Clair conta que eles tentaram de tudo, levaram o filho para passar por cirurgias em São Paulo e Brasília, mas não foi possível recuperar a mobilidade dele. Na infância, Jeferson frequentou a APAE (Associação de Pais e Amigos dos Excepcionais) e, depois de muita insistência dos pais, conseguiu ser incluído em uma escola para concluir os estudos. Até os 18, fez equoterapia e hidroterapia para fortalecer a musculatura e incentivar a capacidade motora. Fisioterapia ele faz até hoje.

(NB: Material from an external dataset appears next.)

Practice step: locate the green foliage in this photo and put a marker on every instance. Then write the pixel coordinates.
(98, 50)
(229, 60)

Jeferson Hoffmann, artista que pinta com a boca, em Nova Petrópolis (RS) - Luciano Nagel/UOL - Luciano Nagel/UOL
Jeferson e a amiga Marta, que o ajuda na mistura das cores das tintas e alcança os pincéis
Imagem: Luciano Nagel/UOL

Da Vinci, não

O interesse pela pintura surgiu em 1998. Jeferson saiu de uma sessão de fisioterapia e passou em frente a uma galeria de arte de Nova Petrópolis na companhia da mãe. Viu obras de um artista plástico gaúcho e, de tão fascinado que ficou, quis procurá-lo para ter aulas de pintura, uma vez por semana, 3 horas por dia. Foi assim que aprendeu a arte.

A professora e amiga Marta Liana Buhs, 48, é quem o ajuda atualmente. Eles se conheceram na APAE em 1994. Ela o alfabetizou e até hoje o acompanha, ajuda na mistura das cores das tintas, alcança os pincéis e os posiciona na boca do artista.

"O esforço dele é muito grande, mas ficar com o rosto muito perto da tela prejudica um pouco a visão, então ele precisa ter uma pausa durante as pinturas'', conta Marta.

Pintar com a boca ou os pés já é difícil. Reproduzir "A Última Ceia'', uma das obras mais emblemáticas do pintor renascentista Leonardo Da Vinci, imagine. Jeferson fez uma versão num quadro de 60 cm por 90 cm, um trabalho que levou três anos. "Nunca mais", diz o artista, com bom humor.

O quadro foi arrematado pelo empresário gaúcho José Luis Diel, 57. "Jeferson estava fazendo uma exposição de suas obras em Picada Café, aqui na região da Serra [Gaúcha]. Comprei a obra em 2010 e fiquei impressionado", conta. O valor da tela não foi revelado.

Obras de Jeferson Hoffmann, artista que pinta com a boca, em Nova Petrópolis (RS) - Luciano Nagel/UOL - Luciano Nagel/UOL
Obras de Jeferson, na sua casa em Nova Petrópolis, cidade de 21 mil habitantes no RS
Imagem: Luciano Nagel/UOL

Van Gogh, sim

Vincent Van Gogh, o pintor holandês conhecido por seu gênio difícil, é o artista preferido de Jeferson. "Muita gente que entende de arte afirma que tenho traços de pintura parecidos com os dele. Digo brincando: ele que pintava igual a mim'', brinca.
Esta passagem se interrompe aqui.